My research includes the development of software infrastructure for optimization and machine learning, and the application of this infrastructure to the modeling, simulation, and automated design of materials. I am particularly interested in design of experiments under uncertainty, the discovery of structure-property relationships, and the development of robust predictive analytics for nonlinear dynamical systems with missing or limited information.
I have a PhD in Physics from the University of Alabama at Birmingham, and began my career at Caltech in Materials Science and Advanced Computing. My background is in the design of electronic excited state materials using a union of experimental nonlinear optical spectroscopy, instrument simulation and modeling, and quantum chemical methods.

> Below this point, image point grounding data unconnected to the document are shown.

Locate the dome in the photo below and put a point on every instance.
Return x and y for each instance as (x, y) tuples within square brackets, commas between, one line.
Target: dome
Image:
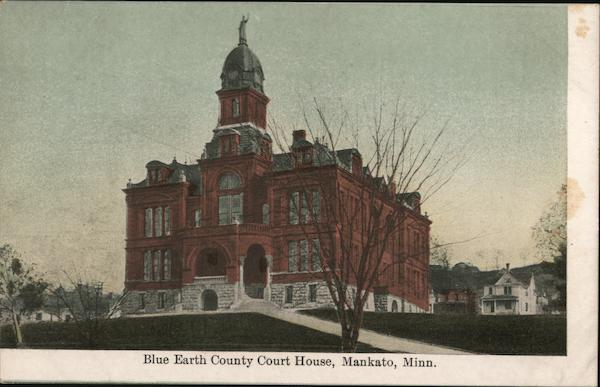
[(242, 69)]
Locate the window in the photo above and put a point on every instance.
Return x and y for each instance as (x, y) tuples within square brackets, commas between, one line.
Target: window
[(289, 294), (312, 293), (148, 222), (230, 206), (294, 207), (303, 207), (158, 221), (230, 209), (161, 300), (229, 181), (304, 255), (167, 220), (167, 265), (316, 255), (292, 257), (197, 217), (316, 205), (156, 266), (148, 266), (265, 214), (235, 107)]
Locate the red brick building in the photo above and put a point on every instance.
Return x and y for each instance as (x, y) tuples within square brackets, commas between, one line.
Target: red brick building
[(205, 236)]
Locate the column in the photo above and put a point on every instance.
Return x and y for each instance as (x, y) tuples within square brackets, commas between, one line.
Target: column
[(241, 287), (269, 259)]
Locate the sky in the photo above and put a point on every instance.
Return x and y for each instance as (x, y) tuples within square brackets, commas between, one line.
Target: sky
[(92, 91)]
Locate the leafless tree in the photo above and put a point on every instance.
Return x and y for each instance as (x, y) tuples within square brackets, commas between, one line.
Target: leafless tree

I extended my work to vibrational materials and neutron scattering methods upon moving to Caltech in 2002, and to experimental time-resolved Raman scattering in 2006. I started working tightly with Los Alamos National Laboratory while developing a software framework for the Caltech PSAAP Center for the Predictive Modeling and Simulation of High-Energy Density Dynamic Response of Materials in 2008. I continued to work with LANL in the Exascale Co-Design Center for Materials in Extreme Environments in 2012. I began my research consulting career with a contract through the UQ Foundation to develop a software framework for the data analysis of nanostructure materials in 2013.
I have been a Staff Scientist at Los Alamos National Laboratory in Information Sciences since 2018, and specialize in developing software that utilizes artificial intelligence and machine learning in the optimization and predictive modeling of complex physical systems under uncertainty. I am Vice President and a co-founder of the UQ Foundation, where I have nearly a decade of consulting experience in the energy, financial, and technology markets. I am the primary author of over a dozen open source scientific software packages, where my software has been downloaded over three billion times.